Dia juga mengunjungi Atsuma, sebuah kota pedesaan kecil yang memiliki korban tewas terbesar akibat gempa. Kawasan pemukiman di kota itu hancur saat bukit longsor akibat kekuatan gempa sehingga menciptakan bekas warna coklat di wilayah itu.
Setelah bertemu para pemimpin politik dan warga di tempat pengungsian, Abe segera kembali ke Tokyo untuk menggelar rapat kabinet. Pemerintah mengeluarkan dana USD 4,9 juta dari dana cadangan untuk bencana tersebut.
“Kita harus menciptakan kerangka kerja pada kawasan yang terkena dampak agar warga dapat mengambil langkah darurat dan membangun kembali,” kata Abe saat rapat kabinet, dikutip Channel News Asia.
Abe juga menjelaskan korban tewas bertambah menjadi 42 orang. Kepala Sekretaris Kabinet Jepang Yoshihide Suga secara terpisah menjelaskan satu orang masih hilang.
Abe mengunjungi wilayah bencana saat operasi search and rescue (SAR) berlangsung untuk mengambil jasad yang tertimbun longsor atau puing bangunan. “Ada hujan beberapa kali di Atsuma. Pekerjaan berlanjut untuk mencari korban hilang,” papar pejabat manajemen bencana regional.

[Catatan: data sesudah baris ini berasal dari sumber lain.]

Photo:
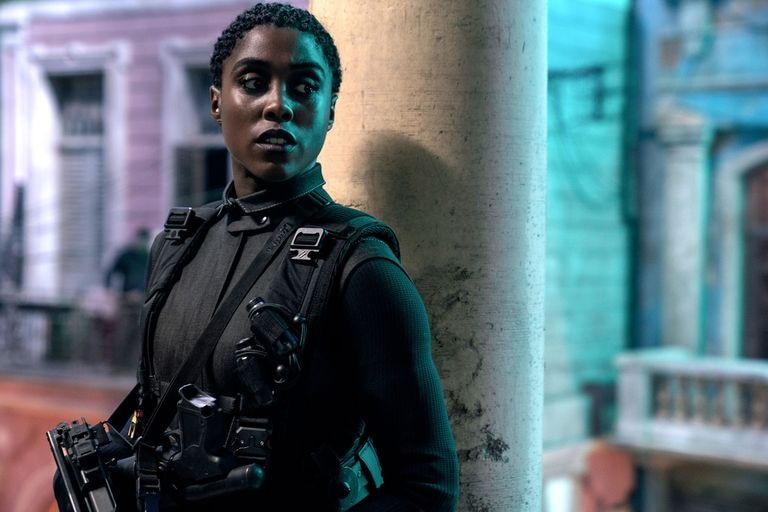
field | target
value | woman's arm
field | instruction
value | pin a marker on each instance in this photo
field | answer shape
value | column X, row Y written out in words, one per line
column 399, row 390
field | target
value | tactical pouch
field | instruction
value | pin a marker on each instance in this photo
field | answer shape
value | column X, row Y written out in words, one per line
column 352, row 477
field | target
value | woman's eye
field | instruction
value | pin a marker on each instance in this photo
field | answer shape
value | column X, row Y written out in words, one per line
column 305, row 88
column 252, row 84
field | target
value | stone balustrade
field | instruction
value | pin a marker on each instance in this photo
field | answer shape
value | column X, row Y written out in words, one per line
column 707, row 407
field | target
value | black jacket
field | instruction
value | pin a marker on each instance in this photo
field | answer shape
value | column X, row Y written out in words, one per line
column 371, row 363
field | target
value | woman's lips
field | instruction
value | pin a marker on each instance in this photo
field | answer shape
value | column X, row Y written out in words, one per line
column 276, row 140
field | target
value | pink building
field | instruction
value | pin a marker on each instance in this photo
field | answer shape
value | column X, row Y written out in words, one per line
column 105, row 125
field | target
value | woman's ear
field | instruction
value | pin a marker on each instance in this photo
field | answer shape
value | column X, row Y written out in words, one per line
column 215, row 104
column 332, row 113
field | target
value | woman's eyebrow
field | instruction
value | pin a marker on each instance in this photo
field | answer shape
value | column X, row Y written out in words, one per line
column 252, row 62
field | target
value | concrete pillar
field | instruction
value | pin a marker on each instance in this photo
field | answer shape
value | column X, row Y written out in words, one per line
column 686, row 139
column 441, row 132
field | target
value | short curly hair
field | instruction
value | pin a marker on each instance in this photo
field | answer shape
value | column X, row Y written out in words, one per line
column 279, row 15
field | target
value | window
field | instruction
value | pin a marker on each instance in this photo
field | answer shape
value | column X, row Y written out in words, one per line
column 201, row 165
column 82, row 186
column 756, row 264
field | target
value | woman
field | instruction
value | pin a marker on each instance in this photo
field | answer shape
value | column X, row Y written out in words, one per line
column 353, row 414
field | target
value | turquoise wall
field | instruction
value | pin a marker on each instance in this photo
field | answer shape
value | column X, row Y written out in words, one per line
column 588, row 245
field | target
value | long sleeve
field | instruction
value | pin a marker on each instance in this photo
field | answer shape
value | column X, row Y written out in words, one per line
column 399, row 390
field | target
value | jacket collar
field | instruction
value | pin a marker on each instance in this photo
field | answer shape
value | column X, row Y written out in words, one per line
column 277, row 194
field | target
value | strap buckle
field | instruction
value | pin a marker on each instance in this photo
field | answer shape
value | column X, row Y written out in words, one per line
column 178, row 223
column 307, row 243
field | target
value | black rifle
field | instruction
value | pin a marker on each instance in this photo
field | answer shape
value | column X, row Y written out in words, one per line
column 91, row 458
column 85, row 469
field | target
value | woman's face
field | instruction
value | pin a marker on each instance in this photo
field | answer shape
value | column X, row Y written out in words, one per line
column 275, row 105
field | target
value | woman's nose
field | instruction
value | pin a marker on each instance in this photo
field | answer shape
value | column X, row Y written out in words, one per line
column 278, row 107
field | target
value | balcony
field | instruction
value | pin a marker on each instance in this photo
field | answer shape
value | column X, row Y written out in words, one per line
column 697, row 428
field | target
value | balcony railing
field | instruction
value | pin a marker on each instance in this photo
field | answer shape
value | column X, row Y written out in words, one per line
column 671, row 401
column 50, row 335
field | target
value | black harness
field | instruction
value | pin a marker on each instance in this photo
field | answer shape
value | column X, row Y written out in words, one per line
column 306, row 257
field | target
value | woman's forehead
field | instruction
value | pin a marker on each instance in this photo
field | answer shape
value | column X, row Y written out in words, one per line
column 277, row 45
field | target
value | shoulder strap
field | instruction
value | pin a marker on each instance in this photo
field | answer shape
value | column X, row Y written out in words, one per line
column 198, row 354
column 185, row 229
column 347, row 226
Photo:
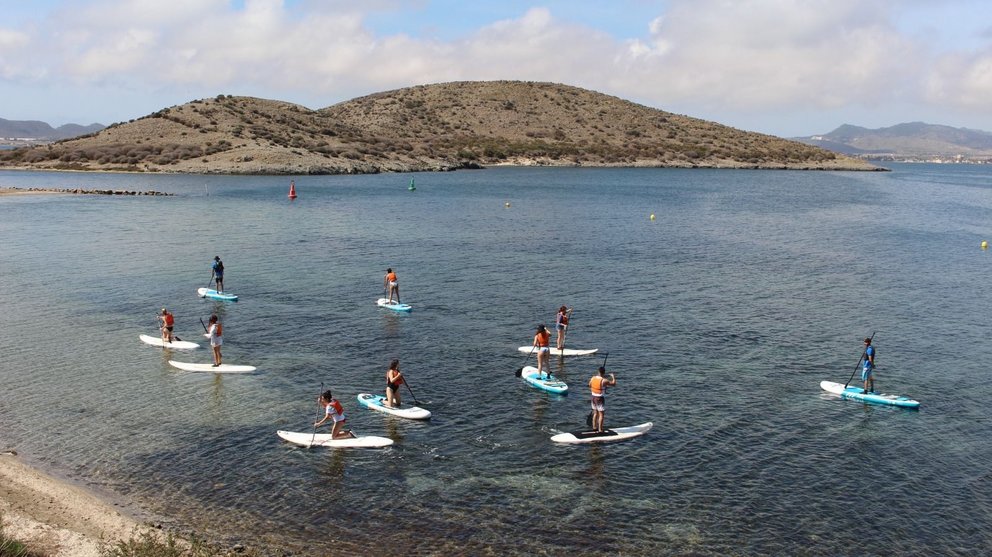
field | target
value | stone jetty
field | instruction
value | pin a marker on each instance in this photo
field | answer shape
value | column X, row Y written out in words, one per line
column 12, row 190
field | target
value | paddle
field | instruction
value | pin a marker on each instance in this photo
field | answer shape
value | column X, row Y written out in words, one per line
column 863, row 354
column 529, row 354
column 316, row 418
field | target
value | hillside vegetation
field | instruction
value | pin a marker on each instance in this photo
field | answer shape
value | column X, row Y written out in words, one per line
column 430, row 127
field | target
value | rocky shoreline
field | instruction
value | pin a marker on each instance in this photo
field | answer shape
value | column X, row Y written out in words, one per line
column 80, row 191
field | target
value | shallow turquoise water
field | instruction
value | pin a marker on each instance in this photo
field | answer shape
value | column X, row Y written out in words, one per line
column 720, row 317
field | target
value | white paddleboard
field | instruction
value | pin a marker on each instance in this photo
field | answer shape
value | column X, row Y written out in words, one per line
column 376, row 402
column 179, row 344
column 324, row 440
column 615, row 434
column 562, row 352
column 384, row 303
column 213, row 294
column 223, row 368
column 857, row 392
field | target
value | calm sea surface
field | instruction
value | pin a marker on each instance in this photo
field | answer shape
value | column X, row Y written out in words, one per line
column 720, row 316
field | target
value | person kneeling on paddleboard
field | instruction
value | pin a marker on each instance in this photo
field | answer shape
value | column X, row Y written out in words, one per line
column 393, row 381
column 335, row 412
column 542, row 343
column 168, row 322
column 215, row 332
column 598, row 384
column 868, row 368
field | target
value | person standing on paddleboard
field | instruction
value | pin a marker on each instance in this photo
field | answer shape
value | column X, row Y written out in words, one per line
column 217, row 273
column 335, row 412
column 394, row 378
column 542, row 343
column 215, row 332
column 168, row 322
column 561, row 324
column 392, row 284
column 597, row 386
column 868, row 367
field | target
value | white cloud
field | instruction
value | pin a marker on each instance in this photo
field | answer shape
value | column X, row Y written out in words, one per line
column 717, row 57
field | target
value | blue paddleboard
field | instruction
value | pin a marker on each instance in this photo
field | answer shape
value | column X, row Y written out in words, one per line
column 857, row 393
column 213, row 294
column 552, row 385
column 384, row 303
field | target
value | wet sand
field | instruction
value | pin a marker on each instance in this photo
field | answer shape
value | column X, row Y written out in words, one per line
column 56, row 517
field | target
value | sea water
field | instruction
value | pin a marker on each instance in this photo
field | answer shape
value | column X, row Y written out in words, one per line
column 720, row 317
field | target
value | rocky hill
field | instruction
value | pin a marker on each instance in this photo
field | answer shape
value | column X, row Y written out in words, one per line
column 913, row 139
column 431, row 127
column 36, row 130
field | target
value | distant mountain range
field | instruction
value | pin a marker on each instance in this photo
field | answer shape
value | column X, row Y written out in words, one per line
column 443, row 126
column 910, row 140
column 33, row 129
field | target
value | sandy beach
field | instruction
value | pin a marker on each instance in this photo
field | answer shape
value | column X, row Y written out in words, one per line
column 55, row 517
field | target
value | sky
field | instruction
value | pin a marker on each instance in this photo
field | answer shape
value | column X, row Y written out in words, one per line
column 783, row 67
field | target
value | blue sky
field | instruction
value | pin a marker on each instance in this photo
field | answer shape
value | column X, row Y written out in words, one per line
column 784, row 67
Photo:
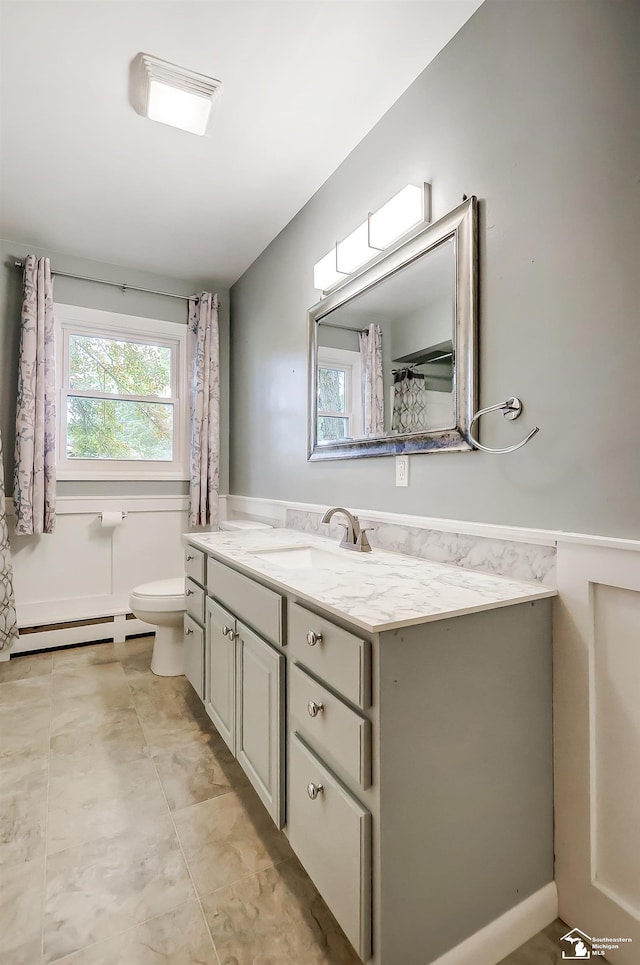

Perdana Menteri (PM) Jepang menjelaskan, pemerintah telah mengerahkan sekitar 40.000 personel, termasuk pasukan bela diri untuk mencari korban hilang dengan alat berat, buldozer, anjing pelacak dan helikopter.
Sebanyak tiga juta rumah tangga di Hokkaido tak mendapat aliran listrik saat gempa merusak pembangkit listrik tenaga panas bumi yang menyuplai listrik ke wilayah itu. Kini listrik telah kembali mengalir pada hampir seluruh rumah tapi otoritas meminta warga dan bisnis menghemat listrik, terutama saat akhir pekan saat suplai listrik masih belum stabil.